For those who are suffering from social anxiety or a speech disorder such as a stutter, this virtual reality system may be able to help.
Virtual reality is pretty much the definition of an emerging technology, which means that different applications are being discovered seemingly every other day. While concepts like VR games are all well and great, however, a student at Nottingham Trent University in the U.K. has a potentially far more transformative use case: using virtual reality as a therapy tool.
24-year-old Gareth Walkom first developed a stutter when he was six years old. Now as an medical product design student, he’s in a position to help others with similar afflictions. To that end, he’s developing VR software to help individuals work through social anxieties and speech disorders by confronting a variety of virtual scenarios.

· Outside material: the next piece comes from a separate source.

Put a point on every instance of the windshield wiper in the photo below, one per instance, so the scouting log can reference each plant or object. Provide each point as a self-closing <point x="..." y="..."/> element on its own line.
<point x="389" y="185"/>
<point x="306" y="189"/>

“During a session of VRET, the individual is to wear the virtual reality headset, where they see an avatar,” Walkom told Digital Trends. “The individual is to talk to this avatar, and while doing so, their eye gaze behaviors are tracked through the special VR headset. If needed, a calming environment is available, which they can easily change into if their anxiety levels become too high. Virtual reality exposure therapy [as] opposed to exposure therapy in person, presents a realistic yet safe environment for someone to better prepare themselves for a real-life, anxiety-provoking situation.”
At present, the system is still very much under development, although the signs are promising. In tests using a previous virtual reality exposure therapy system Walkom developed, participants who took part showed signs of reduced anxiety and improved speech after repeated sessions. Now Walkom is building on that promise with his latest version, which also includes eye-tracking technology.
The software offers feedback about behavioral anxiety levels, and then shows how users are progressing — or even suggests additional ways for them to improve.
“I am hoping to take my research to a PhD this year, where I have plans which I believe can be groundbreaking to improve many disorders,” he said. “I am still searching for a source to fund this research.”
Given how potentially important work like this could prove, we hope that he finds it. This is exactly the kind of technology we love to hear about.